Nine seasons, 2,395 carries and 10,135 yards later, Steven Jackson is departing from St. Louis with an opportunity to join a championship contender. If he’s looking for a ring, the Green Bay Packers will be his best fit.
According to Rob Demovsky of the Green Bay Press-Gazette, the Packers are in serious discussions with the running back regarding a multi-year contract:
Jackson is a rare player in the modern NFL. At 6’2” and 240 pounds, the 26th-leading rusher in the history of the league is the definition of a bruising, between-the-tackles runner. Even after nine years of blocking, hitting and scoring touchdowns, he’s still producing at a high level.
With a running style that would mean extended time on the injury report for most backs, Jackson has missed just 13 games in his nine-year career, exemplifying what it means to be a hard-nosed runner and a consummate professional. Jackson deserves to play for a contender.
The factors that contributed to some bad football in St. Louis are numerous, but one fact remains: Since 2004, the Rams have never topped eight wins in the regular season, making the playoffs just once in that span.
St. Louis restructured Jackson’s contract to allow him to void it at the end of last season. Just five days before free agency, that’s exactly what he did (per NFL.com).
Jackson’s decision comes as no surprise, but it’s certainly a difficult reality for a fanbase that has always embraced its best player. Nine years and one playoff win to his name, Jackson now has an opportunity to both contend for a championship and prolong his career.
The Packers have been without a quality running game for longer than they would probably like to admit.

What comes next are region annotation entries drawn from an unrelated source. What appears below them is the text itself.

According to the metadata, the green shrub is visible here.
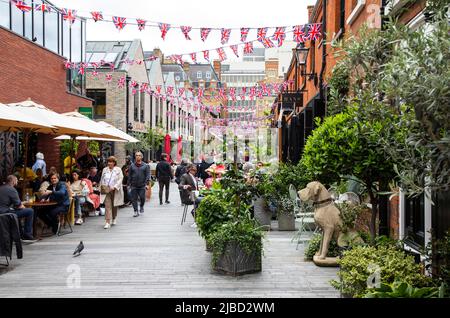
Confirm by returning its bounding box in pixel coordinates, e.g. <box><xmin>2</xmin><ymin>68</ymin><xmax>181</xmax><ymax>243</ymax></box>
<box><xmin>331</xmin><ymin>245</ymin><xmax>431</xmax><ymax>297</ymax></box>
<box><xmin>364</xmin><ymin>281</ymin><xmax>444</xmax><ymax>298</ymax></box>
<box><xmin>305</xmin><ymin>233</ymin><xmax>339</xmax><ymax>260</ymax></box>
<box><xmin>195</xmin><ymin>194</ymin><xmax>231</xmax><ymax>240</ymax></box>
<box><xmin>209</xmin><ymin>219</ymin><xmax>264</xmax><ymax>266</ymax></box>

Aaron Rodgers didn’t need one to win Super Bowl XLV, but it certainly wouldn’t hurt Green Bay’s chances of repeating that feat to add one of the best veteran backs in the league.
The beauty of Green Bay’s offense is that it doesn’t need a sound running game to keep the chains moving; Rodgers and his corps of receivers comprise one of the only offenses in the league that can boast that fact. Still, the Packers haven’t completely abandoned the run, and as long as they plan to run the ball 433 times (as they did last season), bringing in a runner who can turn those carries into yards and touchdowns should be a focus this offseason.

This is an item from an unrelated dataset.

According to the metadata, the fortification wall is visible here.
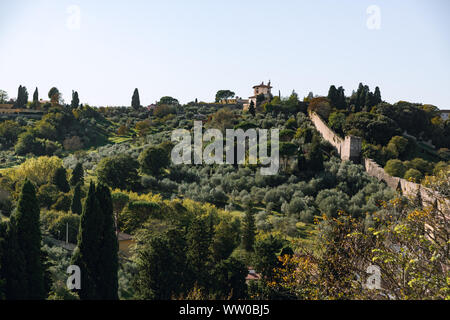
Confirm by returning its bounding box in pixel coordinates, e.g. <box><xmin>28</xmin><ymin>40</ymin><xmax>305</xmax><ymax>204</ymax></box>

Green Bay averaged 3.9 yards per carry in 2012 and tallied just nine touchdowns on the ground—two of which came from Rodgers. The team’s rushing offense may keep opponents off-balance, but it doesn’t pick up the yards to be a highly-effective unit.

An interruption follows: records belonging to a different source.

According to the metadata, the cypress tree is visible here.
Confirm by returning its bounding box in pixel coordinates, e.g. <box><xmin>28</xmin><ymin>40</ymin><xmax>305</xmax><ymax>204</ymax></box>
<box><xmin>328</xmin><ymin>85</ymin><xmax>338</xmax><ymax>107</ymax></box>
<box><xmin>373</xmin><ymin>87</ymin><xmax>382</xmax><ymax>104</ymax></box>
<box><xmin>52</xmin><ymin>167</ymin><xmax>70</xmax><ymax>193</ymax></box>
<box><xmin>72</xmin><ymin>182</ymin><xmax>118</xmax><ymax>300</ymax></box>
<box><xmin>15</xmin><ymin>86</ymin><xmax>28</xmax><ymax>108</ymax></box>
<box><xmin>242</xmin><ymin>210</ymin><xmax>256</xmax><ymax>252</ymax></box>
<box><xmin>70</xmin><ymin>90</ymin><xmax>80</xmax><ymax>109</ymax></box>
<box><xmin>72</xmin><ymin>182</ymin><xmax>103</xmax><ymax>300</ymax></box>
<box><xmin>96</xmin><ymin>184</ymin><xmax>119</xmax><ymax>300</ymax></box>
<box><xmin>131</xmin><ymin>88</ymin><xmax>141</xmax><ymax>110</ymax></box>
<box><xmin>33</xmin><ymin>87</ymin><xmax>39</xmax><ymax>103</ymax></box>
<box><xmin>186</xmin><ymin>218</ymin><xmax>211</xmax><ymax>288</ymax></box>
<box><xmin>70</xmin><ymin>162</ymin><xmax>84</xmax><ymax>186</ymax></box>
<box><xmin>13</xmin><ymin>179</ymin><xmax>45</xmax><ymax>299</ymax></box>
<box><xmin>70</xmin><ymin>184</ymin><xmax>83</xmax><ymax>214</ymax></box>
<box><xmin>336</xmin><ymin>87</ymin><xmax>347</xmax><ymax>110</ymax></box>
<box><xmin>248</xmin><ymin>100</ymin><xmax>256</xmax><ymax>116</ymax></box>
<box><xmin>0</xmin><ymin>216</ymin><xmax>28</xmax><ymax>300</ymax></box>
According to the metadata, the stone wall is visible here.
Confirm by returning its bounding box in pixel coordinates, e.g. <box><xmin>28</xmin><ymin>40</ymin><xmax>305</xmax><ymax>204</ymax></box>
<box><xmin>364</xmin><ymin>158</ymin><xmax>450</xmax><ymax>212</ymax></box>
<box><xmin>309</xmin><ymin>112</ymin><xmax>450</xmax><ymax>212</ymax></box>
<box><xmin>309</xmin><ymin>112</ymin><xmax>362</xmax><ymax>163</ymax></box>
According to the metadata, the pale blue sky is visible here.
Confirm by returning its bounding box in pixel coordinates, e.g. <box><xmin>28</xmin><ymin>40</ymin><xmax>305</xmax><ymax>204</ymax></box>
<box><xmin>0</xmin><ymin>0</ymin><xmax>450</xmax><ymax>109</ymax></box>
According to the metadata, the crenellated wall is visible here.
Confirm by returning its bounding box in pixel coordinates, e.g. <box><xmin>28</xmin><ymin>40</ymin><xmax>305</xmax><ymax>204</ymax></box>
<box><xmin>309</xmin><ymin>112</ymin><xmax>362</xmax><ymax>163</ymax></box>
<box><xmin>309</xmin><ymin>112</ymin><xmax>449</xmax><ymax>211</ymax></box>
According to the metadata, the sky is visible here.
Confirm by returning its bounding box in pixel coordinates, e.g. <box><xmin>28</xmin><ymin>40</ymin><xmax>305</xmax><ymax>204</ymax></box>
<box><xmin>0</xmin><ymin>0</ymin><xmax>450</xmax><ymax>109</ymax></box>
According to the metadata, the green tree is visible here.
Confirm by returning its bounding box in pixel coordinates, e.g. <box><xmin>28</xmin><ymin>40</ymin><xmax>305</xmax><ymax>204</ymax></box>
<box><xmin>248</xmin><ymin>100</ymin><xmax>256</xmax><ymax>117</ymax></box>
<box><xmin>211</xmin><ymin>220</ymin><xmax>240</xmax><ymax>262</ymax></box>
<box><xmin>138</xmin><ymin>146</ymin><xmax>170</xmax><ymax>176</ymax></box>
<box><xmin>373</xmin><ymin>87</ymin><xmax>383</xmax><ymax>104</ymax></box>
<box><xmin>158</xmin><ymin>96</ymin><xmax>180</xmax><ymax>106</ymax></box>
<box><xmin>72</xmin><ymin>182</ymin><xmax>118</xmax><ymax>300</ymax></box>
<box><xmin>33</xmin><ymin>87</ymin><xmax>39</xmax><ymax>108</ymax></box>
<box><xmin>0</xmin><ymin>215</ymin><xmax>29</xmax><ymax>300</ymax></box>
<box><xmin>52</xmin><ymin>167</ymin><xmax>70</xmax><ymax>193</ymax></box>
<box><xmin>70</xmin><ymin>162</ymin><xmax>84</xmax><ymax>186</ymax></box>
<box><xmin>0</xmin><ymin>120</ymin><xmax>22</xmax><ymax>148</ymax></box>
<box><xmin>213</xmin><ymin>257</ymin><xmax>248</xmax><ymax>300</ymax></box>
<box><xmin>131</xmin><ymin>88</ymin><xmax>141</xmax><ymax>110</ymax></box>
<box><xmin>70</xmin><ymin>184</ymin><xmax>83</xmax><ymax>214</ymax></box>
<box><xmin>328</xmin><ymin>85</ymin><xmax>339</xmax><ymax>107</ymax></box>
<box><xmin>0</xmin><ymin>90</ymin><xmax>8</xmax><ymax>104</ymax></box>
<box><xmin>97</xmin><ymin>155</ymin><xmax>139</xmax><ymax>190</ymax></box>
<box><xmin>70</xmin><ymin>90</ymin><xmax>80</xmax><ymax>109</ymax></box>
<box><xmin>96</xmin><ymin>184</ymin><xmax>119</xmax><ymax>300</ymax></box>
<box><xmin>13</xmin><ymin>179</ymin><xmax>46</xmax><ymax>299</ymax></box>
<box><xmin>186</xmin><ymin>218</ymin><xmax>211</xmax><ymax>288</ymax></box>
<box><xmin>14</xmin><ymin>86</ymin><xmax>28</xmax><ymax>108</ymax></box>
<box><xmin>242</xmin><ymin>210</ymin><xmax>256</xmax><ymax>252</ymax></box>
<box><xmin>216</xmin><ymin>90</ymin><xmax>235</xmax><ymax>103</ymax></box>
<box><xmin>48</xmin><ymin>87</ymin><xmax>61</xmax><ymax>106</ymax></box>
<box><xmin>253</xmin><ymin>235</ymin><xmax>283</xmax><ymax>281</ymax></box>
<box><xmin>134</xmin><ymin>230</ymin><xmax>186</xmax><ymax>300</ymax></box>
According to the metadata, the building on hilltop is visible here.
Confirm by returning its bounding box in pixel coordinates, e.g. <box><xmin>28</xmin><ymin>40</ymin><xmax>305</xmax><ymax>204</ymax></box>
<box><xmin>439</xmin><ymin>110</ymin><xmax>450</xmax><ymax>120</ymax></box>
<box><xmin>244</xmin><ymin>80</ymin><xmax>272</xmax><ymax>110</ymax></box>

Jackson’s carries have diminished significantly in the last four seasons. In 2012, he carried the ball just 257 times (324 in 2009), but that kind of minimized workload is expected of a 29-year-old running back with over 2,000 career carries.
Should Jackson decide to play for the Packers, he may not even be expected to top his 2012 mark next season. Green Bay was 16th in the league in rushing attempts last season, and youngsters DuJuan Harris and Alex Green will still be in the mix. If Jackson plays in Green Bay next year, he’ll no longer be faced with a situation in which he has to be the offense’s primary focus, effectively limiting the wear and tear he may incur at the position.
Green Bay is poised to remain at the top of the NFC this season. The Packers endured a tough loss at the hands of the San Francisco 49ers in the playoffs last year, but they will no doubt be back in the fold in 2013. Four straight seasons of 10 or more wins and a playoff appearance in each suggest little reason to count out Green Bay entering the 2013 season.
Several teams can offer Jackson a potential postseason run, but not every team has the cap space or room on the depth chart for a running back who will turn 30 before the season begins. If Jackson hopes to finally close in on a Super Bowl ring and remain in the league a few more years, the Packers offer him the best opportunity. The interest is obviously mutual.